DeMaVLA: A Vision-Language-Action Foundation Model for Generalizable Deformable Manipulation

Real-world household robots require Vision-Language-Action (VLA) foundation models that can acquire reusable manipulation skills across diverse objects, task conditions, and household environments. Deformable-object folding is a representative challenge, requiring robots to handle clothing items from random initial states across varying categories, geometries, materials, and scenes. However, existing VLA systems commonly train separate policies for different object categories, while naively mixed multi-task training often suffers from task interference and degraded performance. To move beyond category-specific folding policies, we introduce DeMaVLA, a VLA foundation model for generalizable Deformable Manipulation. DeMaVLA adopts a VLM backbone with an action expert and formulates continuous action generation using flow matching. To improve efficiency, the action expert is constructed by pruning every other transformer layer while preserving layer-wise alignment with the VLM backbone, reducing training and inference cost. DeMaVLA is first pre-trained on approximately 5,000 hours of selected real-world dual-arm demonstrations to acquire general manipulation priors. It is then post-trained on mixed folding data that aggregates self-collected demonstrations and corrective trajectories from real-robot failures across multiple folding tasks through a human-in-the-loop Data Aggregation~(DAgger) pipeline. Experiments show that DeMaVLA achieves competitive performance on RoboTwin 2.0 and strong real-world results on our household folding benchmark. These results highlight the value of scalable real-world data, efficient action generation, and corrective learning for general-purpose VLA policies in deformable-object manipulation.

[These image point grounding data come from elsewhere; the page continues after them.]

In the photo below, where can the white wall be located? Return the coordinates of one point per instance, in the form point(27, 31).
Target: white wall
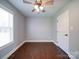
point(19, 34)
point(74, 27)
point(41, 29)
point(73, 8)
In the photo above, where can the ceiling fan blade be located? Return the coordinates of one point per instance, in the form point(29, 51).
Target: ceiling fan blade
point(28, 2)
point(50, 2)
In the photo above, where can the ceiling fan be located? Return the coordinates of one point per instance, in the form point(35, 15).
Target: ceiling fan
point(39, 4)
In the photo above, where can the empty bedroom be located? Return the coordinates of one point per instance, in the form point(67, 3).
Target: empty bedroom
point(39, 29)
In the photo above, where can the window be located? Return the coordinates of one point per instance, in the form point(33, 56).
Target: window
point(6, 27)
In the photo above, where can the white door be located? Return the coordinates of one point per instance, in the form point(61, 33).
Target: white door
point(63, 31)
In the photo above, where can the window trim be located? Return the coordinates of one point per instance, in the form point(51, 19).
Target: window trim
point(10, 43)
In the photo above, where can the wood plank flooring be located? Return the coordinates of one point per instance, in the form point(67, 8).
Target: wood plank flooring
point(40, 50)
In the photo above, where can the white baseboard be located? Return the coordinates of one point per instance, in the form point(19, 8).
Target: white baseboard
point(12, 51)
point(42, 41)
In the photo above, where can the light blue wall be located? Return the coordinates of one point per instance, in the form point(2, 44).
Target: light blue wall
point(19, 35)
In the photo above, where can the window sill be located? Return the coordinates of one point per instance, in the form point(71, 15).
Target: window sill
point(5, 46)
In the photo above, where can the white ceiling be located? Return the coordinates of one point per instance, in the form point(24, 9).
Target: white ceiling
point(26, 9)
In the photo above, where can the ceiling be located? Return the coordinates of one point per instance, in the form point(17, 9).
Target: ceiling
point(26, 9)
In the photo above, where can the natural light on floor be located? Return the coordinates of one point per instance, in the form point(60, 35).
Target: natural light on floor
point(6, 27)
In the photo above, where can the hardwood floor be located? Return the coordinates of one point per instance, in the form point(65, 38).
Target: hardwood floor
point(40, 50)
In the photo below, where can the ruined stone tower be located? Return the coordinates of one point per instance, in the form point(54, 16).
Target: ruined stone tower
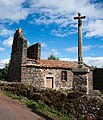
point(18, 56)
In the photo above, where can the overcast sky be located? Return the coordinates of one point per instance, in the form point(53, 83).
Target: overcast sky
point(51, 23)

翻译：现实世界的家庭机器人需要视觉-语言-动作（VLA）基础模型，使其能够获取跨不同物体、任务条件和家庭环境的可复用操作技能。柔性物体折叠是一项典型挑战，要求机器人处理来自随机初始状态的衣物，并覆盖不同类别、几何形状、材质和场景。然而，现有的VLA系统通常针对不同物体类别分别训练策略，而简单混合的多任务训练常常导致任务干扰和性能下降。为了突破类别特定的折叠策略限制，我们提出了DeMaVLA——一个面向可泛化柔性物体操作的VLA基础模型。DeMaVLA采用配备动作专家的视觉语言模型（VLM）主干，并通过流匹配（flow matching）公式化连续动作生成。为提升效率，动作专家通过每隔一个Transformer层进行剪枝构建，同时保持与VLM主干的逐层对齐，从而降低训练和推理成本。DeMaVLA首先在约5000小时精选的真实世界双臂演示数据上预训练，以获得通用操作先验知识；随后通过人在回路的数据聚合（DAgger）流水线，在混合折叠数据上进行后训练——该数据整合了自采演示轨迹以及跨多个折叠任务的真实机器人失败纠正轨迹。实验表明，DeMaVLA在RoboTwin 2.0上取得了具有竞争力的性能，并在我们的家庭折叠基准测试中展现出强大的真实世界表现。这些结果凸显了可扩展真实世界数据、高效动作生成和纠正性学习对于面向柔性物体操作的通用VLA策略的重要价值。